Détenteur de la légitimité des urnes, les élus ne comprennent pas toujours que les journalistes ne se déplacent pas, alors qu’ils les ont « convoqués ». « Sauf qu’on ne convoque pas les journalistes, on les invite », rappelle Véronique Le Roux, formatrice et directrice de l’assemblée et du partage de l’information au conseil général du Finistère.

De la méconnaissance des codes et contraintes des organes de presse viendraient certaines difficultés relationnelles entre les élus et les journalistes. D’où l’importance de rencontrer les rédactions des médias locaux pour se présenter et mieux appréhender les impératifs des journalistes, le fonctionnement de la rédaction, les heures auxquelles il est le plus judicieux d’organiser des conférences de presse ou d’envoyer les communiqués, ou encore le meilleur vecteur pour faire passer les informations. « Une telle démarche met chacun sur un pied d’égalité », estime Véronique Le Roux.

Echange de bons procédés

La qualité de la relation repose bien souvent sur un mécanisme implicite de « donnant-donnant », l’élu acceptant de fournir des informations au journaliste qui l’interrogera en tant qu’expert, mais sans nécessairement le citer ou citer la collectivité dans l’article. En contrepartie, le journaliste assurera un traitement régulier des sujets ayant trait au territoire ou à l’élu.
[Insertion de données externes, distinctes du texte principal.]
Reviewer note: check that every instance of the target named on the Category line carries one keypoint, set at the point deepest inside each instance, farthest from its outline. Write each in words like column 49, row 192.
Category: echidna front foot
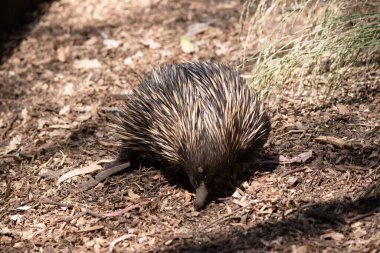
column 200, row 196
« Nous répondons généralement aux demandes des journalistes, même quand elles nécessitent un peu de travail de nos services. Mais nous refusons quand la requête relève manifestement de leur propre travail d’enquête », témoigne Jean-Paul Bret, maire de Villeurbanne (69). Il est aussi intéressant de proposer spontanément des photos ou des infographies au journaliste qui n’aura pas nécessairement le temps de se déplacer. « Ainsi, l’article sera illustré et visible », note Julien Moulin, journaliste au Parisien, formateur à l’Institut pratique de journalisme (IPJ).

S’il est tentant de multiplier les communiqués et conférences de presse dans le but d’occuper l’espace médiatique, il est probable que l’élu n’en retirera pas les bénéfices attendus. « En ce domaine, le trop est parfois pire que le pas assez », prévient Julien Moulin. Au-delà des points presse réguliers précédant les conseils ou les sessions, la communication auprès des médias ne doit se faire que lorsqu’il y a suffisamment de « matière » à offrir aux journalistes. « La rencontre doit être aussi fructueuse pour eux que pour nous », estime Jean-Paul Bret.

De la même manière, ce n’est pas en « accrochant » le plus de journalistes que vous aurez davantage de retombées dans la presse. Mieux vaut cibler les médias directement concernés par le sujet. « Jusqu’à présent, nous organisions en début d’année les vœux à la presse en conviant des dizaines de journalistes lors d’un cocktail sans qu’il y ait forcément de retour sur investissement. Cette année, nous avons choisi de proposer un déjeuner aux 3 ou 4 principaux médias locaux », rapporte Jean-Paul Bret.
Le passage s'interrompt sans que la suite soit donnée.